The VARIOGRAM Procedure

Stationarity

In the combined presence of the previous two assumptions—that is, when $\mr {E}[Z(\bm {s})]$ is constant and spatial increments define $\gamma _ z(\bm {h})$—the SRF $Z(\bm {s})$ is characterized as intrinsically stationary (Cressie, 1993, p. 40).

The expected value $\mr {E}[Z(\bm {s})]$ is the first statistical moment of the SRF $Z(\bm {s})$. The second statistical moment of the SRF $Z(\bm {s})$ is the covariance function between two points $\bm {s}_ i$ and $\bm {s}_ j$ in $Z(\bm {s})$, and it is defined as

\[  C_ z(\bm {s}_ i,\bm {s}_ j) = \mr {E} \left( \left[ Z(\bm {s}_ i)-\mr {E}[Z(\bm {s}_ i)] \right] \left[ Z(\bm {s}_ j)-\mr {E}[Z(\bm {s}_ j)] \right] \right)  \]

When $\bm {s}_ i = \bm {s}_ j = \bm {s}$, the covariance expression provides the variance at $\bm {s}$.

The assumption of a constant $\mr {E}[Z(\bm {s})]=m$ means that the expected value is invariant with respect to translations of the spatial location $\bm {s}$. The covariance is considered invariant to such translations when it depends only on the distance $\bm {h}=\bm {s}_ i-\bm {s}_ j$ between any two points $\bm {s}_ i$ and $\bm {s}_ j$. If both of these conditions are true, then the preceding expression becomes

\[  C_ z(\bm {s}_ i,\bm {s}_ j) = C_ z(\bm {s}_ i-\bm {s}_ j) = C_ z(\bm {h}) = \mr {E} \left( [Z(\bm {s})-m][Z(\bm {s}+\bm {h})-m] \right)  \]

When both $\mr {E}[Z(\bm {s})]$ and $C(\bm {s}_ i,\bm {s}_ j)$ are invariant to spatial translations, the SRF $Z(\bm {s})$ is characterized as second-order stationary (Cressie, 1993, p. 53).

In a second-order stationary SRF the quantity $C(\bm {h})$ is the same for any two points that are separated by distance $\bm {h}$. Based on the preceding formula, for $\bm {h}=0$ you can see that the variance is constant throughout a second-order stationary SRF. Hence, second-order stationarity is a stricter condition than intrinsic stationarity.
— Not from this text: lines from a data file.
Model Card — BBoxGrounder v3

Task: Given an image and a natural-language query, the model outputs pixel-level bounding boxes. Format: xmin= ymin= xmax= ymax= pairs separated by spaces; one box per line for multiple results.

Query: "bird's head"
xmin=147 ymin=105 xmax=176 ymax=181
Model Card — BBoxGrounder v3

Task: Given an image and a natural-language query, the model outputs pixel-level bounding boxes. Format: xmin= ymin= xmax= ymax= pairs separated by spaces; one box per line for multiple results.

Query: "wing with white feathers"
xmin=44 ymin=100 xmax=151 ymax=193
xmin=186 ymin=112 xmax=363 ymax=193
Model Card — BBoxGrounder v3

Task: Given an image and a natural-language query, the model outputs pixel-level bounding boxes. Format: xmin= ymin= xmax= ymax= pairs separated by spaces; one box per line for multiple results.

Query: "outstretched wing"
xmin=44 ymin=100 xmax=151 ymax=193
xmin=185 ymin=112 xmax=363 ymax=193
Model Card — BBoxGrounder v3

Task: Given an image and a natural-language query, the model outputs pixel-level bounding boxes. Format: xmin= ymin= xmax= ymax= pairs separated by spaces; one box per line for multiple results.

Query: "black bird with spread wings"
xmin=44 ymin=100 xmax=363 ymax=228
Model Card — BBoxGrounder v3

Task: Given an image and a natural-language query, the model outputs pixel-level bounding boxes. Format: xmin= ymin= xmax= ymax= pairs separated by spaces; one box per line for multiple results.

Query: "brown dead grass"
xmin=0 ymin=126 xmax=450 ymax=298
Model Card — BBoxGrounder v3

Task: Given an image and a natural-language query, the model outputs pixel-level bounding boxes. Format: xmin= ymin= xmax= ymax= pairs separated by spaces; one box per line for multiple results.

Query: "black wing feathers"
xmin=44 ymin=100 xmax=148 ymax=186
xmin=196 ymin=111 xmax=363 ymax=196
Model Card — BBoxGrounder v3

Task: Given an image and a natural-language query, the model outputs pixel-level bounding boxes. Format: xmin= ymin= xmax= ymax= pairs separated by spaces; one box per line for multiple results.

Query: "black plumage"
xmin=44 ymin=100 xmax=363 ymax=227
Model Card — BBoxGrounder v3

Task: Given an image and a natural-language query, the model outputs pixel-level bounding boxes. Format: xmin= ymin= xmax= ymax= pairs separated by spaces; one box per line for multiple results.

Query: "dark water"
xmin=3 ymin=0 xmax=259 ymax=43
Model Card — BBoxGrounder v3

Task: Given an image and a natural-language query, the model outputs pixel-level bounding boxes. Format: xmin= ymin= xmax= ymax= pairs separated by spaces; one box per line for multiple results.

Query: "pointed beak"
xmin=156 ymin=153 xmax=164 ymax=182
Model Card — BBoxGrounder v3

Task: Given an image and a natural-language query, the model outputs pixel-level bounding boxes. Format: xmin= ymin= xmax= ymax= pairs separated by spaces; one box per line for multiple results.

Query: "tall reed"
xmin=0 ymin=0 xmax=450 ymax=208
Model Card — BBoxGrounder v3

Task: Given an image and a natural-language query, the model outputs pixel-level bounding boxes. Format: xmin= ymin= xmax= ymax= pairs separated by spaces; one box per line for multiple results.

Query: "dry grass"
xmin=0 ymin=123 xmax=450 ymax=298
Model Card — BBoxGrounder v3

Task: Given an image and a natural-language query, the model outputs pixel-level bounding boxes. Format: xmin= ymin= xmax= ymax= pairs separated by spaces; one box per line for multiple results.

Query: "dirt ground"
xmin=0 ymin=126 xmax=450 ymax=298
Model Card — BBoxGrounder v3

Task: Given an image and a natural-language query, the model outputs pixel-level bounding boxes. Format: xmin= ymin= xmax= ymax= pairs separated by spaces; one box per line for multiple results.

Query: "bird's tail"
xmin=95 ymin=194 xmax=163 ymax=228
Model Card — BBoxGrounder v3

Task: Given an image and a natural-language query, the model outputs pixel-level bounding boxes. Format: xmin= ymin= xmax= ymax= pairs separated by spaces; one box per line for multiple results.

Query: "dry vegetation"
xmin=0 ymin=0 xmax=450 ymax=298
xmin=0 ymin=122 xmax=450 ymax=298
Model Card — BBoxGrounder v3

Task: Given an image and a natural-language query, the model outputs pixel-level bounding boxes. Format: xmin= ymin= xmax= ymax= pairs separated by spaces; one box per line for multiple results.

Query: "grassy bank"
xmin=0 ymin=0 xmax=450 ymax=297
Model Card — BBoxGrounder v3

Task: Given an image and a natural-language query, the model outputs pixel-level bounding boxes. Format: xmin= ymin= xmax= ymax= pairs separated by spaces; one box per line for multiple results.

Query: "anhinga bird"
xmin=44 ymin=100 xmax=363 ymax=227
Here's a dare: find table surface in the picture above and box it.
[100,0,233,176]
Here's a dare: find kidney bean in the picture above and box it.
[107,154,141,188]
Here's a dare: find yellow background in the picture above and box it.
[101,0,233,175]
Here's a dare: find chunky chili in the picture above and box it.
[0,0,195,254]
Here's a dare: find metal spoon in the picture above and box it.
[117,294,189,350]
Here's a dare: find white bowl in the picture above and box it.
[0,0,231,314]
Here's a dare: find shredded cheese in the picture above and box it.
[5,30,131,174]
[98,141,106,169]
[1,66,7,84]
Under the assumption of second-order stationarity, the semivariance definition at the beginning of this section leads to the conclusion that

\[  \gamma _ z(\bm {h}) = C(\bm {0}) - C(\bm {h})  \]

which relates the theoretical semivariance and covariance. Keep in mind that the empirical estimates of these quantities are not related in exactly the same way, as indicated in Schabenberger and Gotway (2005, section 4.2.1).